WILLIAM WALTON: Christopher Columbus – A Musical Journey; Hamlet and Ophelia – Poem for Orchestra – Julian & Jamie Glover, speakers/ BBC Nat. Chorus of Wales/ BBC Nat. Orchestra of Wales/ Richard Hickox – Chandos

by | Mar 22, 2006 | SACD & Other Hi-Res Reviews | 0 comments

WILLIAM WALTON:  Christopher Columbus – A Musical Journey; Hamlet and Ophelia – Poem for Orchestra – Julian & Jamie Glover, speakers/ 4 vocal soloists/additional speaker/ Craig Ogden, guitar/ BBC Nat. Chorus of Wales/ BBC Nat. Orchestra of Wales/ Richard Hickox – Chandos Multichannel SACD CHSA 5034, 71:15 *** 1/2:

This is the premiere recording of quite a production – one which its composer seemed to want to completely forget but which others have brought to life again.  This is a concert performance of the scenario based on a 1942 (1492 – get it?) “Play for Broadcasting” which Walton was commissioned by the BBC to compose. The author of the play was Louis MacNeice and it celebrated Columbus’ discovery of the Americas 450 years earlier. Walton wrote over an hour of music which was conducted by none other than Sir Adrian Boult.  When asked in 1966 if any of the work was suitable for publication Walton called it “that vast and boring score.”  Well, it’s certainly vast, but I found portions of it not at all boring. After all, Lady Walton – not maintaining marital unanimity – called it “a riveting work.” The disc comes with an 88-page illustrated booklet containing the entire libretto in English, French and German.

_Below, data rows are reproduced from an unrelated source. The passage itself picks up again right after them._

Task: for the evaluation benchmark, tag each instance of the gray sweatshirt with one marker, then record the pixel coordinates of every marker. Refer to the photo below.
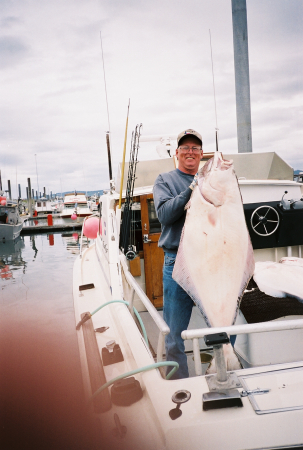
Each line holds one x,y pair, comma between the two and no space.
171,193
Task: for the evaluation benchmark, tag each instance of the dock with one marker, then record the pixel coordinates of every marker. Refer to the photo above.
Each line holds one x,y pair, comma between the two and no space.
63,225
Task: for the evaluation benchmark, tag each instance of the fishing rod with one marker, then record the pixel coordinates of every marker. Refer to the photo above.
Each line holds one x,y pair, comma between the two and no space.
126,236
123,159
212,65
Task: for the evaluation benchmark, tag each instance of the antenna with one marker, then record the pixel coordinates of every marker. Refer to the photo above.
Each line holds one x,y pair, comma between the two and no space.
37,172
104,81
108,132
212,66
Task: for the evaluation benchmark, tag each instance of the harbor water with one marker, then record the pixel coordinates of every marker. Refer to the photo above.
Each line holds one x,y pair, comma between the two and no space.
42,404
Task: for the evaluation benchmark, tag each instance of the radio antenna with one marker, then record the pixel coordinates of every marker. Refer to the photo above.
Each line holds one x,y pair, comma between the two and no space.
212,66
108,136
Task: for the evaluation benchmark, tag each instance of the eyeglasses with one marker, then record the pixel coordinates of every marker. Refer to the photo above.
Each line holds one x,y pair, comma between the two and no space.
193,149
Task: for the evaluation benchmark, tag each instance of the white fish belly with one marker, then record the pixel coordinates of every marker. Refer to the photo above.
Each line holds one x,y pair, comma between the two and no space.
215,257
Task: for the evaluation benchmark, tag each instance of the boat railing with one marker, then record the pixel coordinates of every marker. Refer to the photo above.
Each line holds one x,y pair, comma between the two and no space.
262,327
157,318
81,240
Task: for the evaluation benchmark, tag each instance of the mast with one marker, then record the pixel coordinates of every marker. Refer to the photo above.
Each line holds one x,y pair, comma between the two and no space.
239,15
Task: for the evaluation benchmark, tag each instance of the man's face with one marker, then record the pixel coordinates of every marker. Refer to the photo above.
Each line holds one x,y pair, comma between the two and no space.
188,156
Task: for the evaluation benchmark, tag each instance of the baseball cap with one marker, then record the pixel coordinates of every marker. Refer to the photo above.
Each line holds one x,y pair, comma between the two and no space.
188,133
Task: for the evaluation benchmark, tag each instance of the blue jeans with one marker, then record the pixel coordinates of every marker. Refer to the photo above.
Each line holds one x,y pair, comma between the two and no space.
177,308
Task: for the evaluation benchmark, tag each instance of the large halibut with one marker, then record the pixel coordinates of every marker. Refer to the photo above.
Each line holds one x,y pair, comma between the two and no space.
215,257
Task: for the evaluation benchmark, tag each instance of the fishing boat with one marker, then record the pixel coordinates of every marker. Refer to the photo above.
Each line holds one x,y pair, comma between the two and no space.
10,221
75,203
116,292
118,299
43,206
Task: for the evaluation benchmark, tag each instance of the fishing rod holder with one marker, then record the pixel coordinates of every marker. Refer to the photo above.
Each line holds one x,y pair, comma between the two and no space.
223,385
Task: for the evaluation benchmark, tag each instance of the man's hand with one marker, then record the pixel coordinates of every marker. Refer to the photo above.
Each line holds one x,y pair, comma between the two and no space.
194,182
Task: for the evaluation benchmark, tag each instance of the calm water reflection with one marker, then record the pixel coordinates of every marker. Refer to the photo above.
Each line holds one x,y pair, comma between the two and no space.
41,387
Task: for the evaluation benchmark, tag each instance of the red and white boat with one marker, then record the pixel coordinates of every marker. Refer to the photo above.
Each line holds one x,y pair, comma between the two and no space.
75,203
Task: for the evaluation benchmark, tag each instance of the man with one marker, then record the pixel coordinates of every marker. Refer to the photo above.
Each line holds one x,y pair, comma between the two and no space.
172,191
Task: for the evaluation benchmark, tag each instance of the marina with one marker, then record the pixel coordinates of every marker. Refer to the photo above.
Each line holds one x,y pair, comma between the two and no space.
96,286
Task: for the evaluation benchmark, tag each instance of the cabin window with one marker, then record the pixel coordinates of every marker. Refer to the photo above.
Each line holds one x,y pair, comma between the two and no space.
154,224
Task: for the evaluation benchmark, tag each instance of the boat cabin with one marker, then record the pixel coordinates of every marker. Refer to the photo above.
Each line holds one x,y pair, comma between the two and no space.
267,189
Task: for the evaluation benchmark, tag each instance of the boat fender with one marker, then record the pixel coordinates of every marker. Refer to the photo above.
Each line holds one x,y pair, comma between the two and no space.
112,357
125,392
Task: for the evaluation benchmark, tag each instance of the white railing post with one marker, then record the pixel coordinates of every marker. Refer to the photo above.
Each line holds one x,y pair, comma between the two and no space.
196,350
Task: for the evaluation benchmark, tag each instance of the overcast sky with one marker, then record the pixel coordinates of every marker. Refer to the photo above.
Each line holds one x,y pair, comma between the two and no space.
53,102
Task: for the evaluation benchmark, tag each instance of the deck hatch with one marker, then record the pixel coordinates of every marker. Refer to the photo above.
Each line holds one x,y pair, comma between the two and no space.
285,390
84,287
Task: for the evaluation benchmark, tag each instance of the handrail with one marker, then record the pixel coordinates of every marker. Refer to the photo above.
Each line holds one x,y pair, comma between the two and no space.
159,321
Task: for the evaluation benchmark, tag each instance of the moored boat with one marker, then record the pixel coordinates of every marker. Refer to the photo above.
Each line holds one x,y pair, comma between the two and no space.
122,360
75,203
10,221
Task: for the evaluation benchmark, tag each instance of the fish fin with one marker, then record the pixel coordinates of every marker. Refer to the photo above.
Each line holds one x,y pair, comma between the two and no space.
182,276
212,216
247,274
188,204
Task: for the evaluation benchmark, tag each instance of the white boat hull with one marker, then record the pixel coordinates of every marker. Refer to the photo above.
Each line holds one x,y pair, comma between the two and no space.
10,232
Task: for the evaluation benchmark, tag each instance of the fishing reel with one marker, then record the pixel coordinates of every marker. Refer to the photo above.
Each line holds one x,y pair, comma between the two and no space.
265,220
131,253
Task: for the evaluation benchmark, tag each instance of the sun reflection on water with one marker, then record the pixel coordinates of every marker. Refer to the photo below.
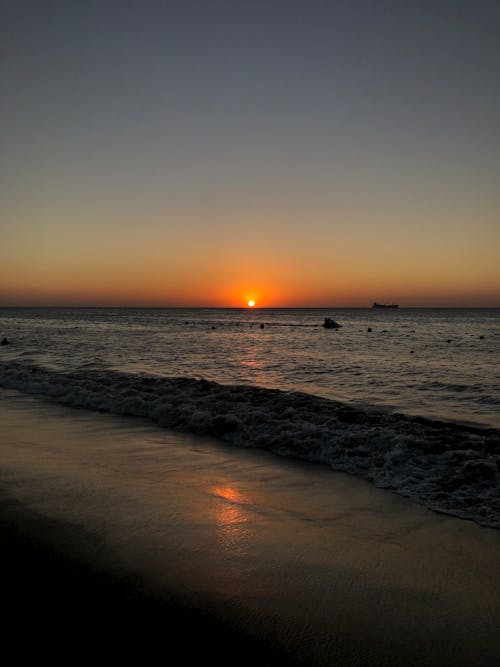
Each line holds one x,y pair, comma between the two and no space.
231,517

Surround sound is ideally suited to both the variety of speakers and other performers involved in this work as well as the vastness of Columbus’ whole enterprise. There are three speakers: Actor Julian Glover (Star Wars, Indiana Jones, Harry Potter) is the voice of Columbus and his son Jamie voices both a Herald and something called “Ironic Spirit.” A third speaker handles Sailor and “Voice.”  A good part of the opening section devotes itself to the major struggle Columbus had to go thru to get financial backing from the Spanish Crown for the attempt to reach the New World. The parting from his lady Beatriz suggests their relationship was not on the best of terms. When he finally secured the support and ships, it becomes evident that most of the Spanish never expected to see him again. The voyage is depicted poetically and makes a point of the last-minute sighting of land on the last of the five days Columbus had asked of the crews – saying he would return then if they found nothing.  The chorus of the Indians singing about the “white gods” struck me as rather sophomoric, and I had to smile broadly at the stirring orchestral/choral buildup when the men’s chorus – representing the sailors – repeatedly chants: “We have returned! And here we are!”

That’s not to say there isn’t some striking music in the Columbus production. Some of it may remind Waltonites and movie score fans of his work to come in Henry V, and a few of the more dynamic choral sections reminded me particularly of Walton’s popular oratorio Belshazzar’s Feast.  Besides the aforementioned music for his return to Spain, highlights in the score are the royal procession thru Granada after the victory against the Moors (with their banishment from the Iberian peninsula), and the music accompanying the sailing of his three ships. An a capella soprano sings the beautiful short song about the departure of “three lonely ships…and we will see them nevermore.”

The 12-minute instrumental work Hamlet and Ophelia was an arrangement by Muir Mathieson of Walton’s music for the classic Sir Lawrence Olivier film Hamlet. Both works fill in some interesting portions of Walton’s opera, although I doubt they will be re-listened to in my player nearly as frequently as his stirring First Symphony or Belshazzar.